Festen

Tout sur mon père.

Je ne suis pas persuadé que l’esprit de système soit une bonne chose et qu’il faille à un écrivain ou à un artiste s’enrégimenter sous une bannière pour offrir au monde son talent. Naturalisme, surréalisme, Nouveau roman,  ne mènent pas toujours bien loin, sauf pour ceux qui parviennent à s’en échapper. Et, au cinéma, la Nouvelle vague n’a vraiment eu de corps – et d’intérêt pour ses membres – qu’en s’instituant groupe de pression, lobby de cinéastes qui cherchaient surtout à avoir la peau des cinéastes qui étaient en place, ceux de la Qualité française. Ils arboraient ab initio une volonté de révolutionner la mise en scène pour imposer spontanéité, authenticité, décors naturels, son direct, insertion dans la réalité vécue… Mais dès qu’ils ont eu atteint quelque notoriété, les plus roublards d’entre eux – François TruffautClaude Chabrol –se sont émancipés et ont construit une œuvre qui ne devait plus grand chose aux dogmes qu’ils avaient prétendument embrassés.

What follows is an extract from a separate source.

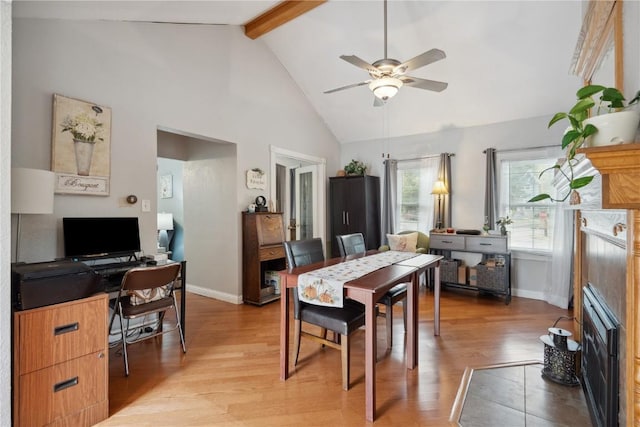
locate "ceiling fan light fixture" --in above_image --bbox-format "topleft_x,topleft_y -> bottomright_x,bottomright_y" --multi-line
369,77 -> 403,100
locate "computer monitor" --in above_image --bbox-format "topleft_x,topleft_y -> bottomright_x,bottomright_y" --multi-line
63,217 -> 141,260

Si j’emploie le mot Dogme, c’est naturellement à dessein ; Festen est la première manifestation à l’écran de ce manifeste rédigé par son auteur, Thomas Vinterberg et le plus notoire Lars von Trier, manifeste qui figeait de façon très autoritaire et corsetée un mouvement destiné à faire pièce au flot toujours gonflé et dégoulinant des superproductions et du cinéma commercial. Je note toutefois que, comme ce qui s’est passé pour la Nouvelle Vague, la défection du plus talentueux des dogmatiques ne s’est pas fait trop attendre et qu’on aurait bien de la peine à retrouver dans le magnifique Melancholia trace des positions rigides jadis soutenues. (Se reporter à Wikipédia qui offre un article très clair, si l’on veut connaître les dix règles du Dogme 95).

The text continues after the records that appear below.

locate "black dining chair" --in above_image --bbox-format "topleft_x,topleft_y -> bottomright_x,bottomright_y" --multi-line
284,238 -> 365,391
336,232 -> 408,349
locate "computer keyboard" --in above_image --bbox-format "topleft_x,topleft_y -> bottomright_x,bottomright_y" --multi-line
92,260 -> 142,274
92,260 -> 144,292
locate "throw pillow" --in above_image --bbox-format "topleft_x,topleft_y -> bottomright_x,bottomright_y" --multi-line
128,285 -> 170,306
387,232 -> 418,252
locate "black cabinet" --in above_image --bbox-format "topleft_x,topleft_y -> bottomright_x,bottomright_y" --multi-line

En y réfléchissant, je me dis qu’un artiste puisse être corseté de règles extrêmement contraignantes n’est pas forcément dénué d’intérêt ; c’est très artificiel, certes, mais ça peut faire ressortir d’agréables exercices de pure virtuosité ; en musique, des formes très élaborées, concertos, cantates, symphonies, en littérature des formes poétiques complexes, sonnets, ballades, haïkus ou les amusants travaux de l‘Ouvroir de littérature potentielle (OULIPO), Exercices de style de Raymond Queneau, La disparition de Georges Pérec. Après tout, pourquoi pas ? Si ça fonctionne, on n’a qu’à applaudir en criant bien fort Bravo l’artiste !

C’est assez dire que je n’ai pas commencé à regarder Festen avec l’esprit de sarcasme qui m’est pourtant si familier quand j’aborde un nouveau rivage. La brutalité de la présentation des personnages ne m’a pas déplu et la rencontre dans une grande propriété opulente de toute une théorie de parents et d’amis réunis pour célébrer le 60ème anniversaire du patriarche, Helge (Henning Moritzen) m’a semblé assez propice à un excellent quasi huis-clos où des vérités dissimulées jusqu’alors seraient déballées. On sait bien que seules les haines, les jalousies, les frustrations, les révélations sont objets cinématographiques, de même que seuls les trains qui déraillent sont signalés dans les journaux. On se prépare donc à une féroce soirée de longs couteaux où les bienveillances obligées et les sourires hypocrites éclateront sous l’âpre morsure des bombes à fragmentation balancées à l’envi durant la soirée.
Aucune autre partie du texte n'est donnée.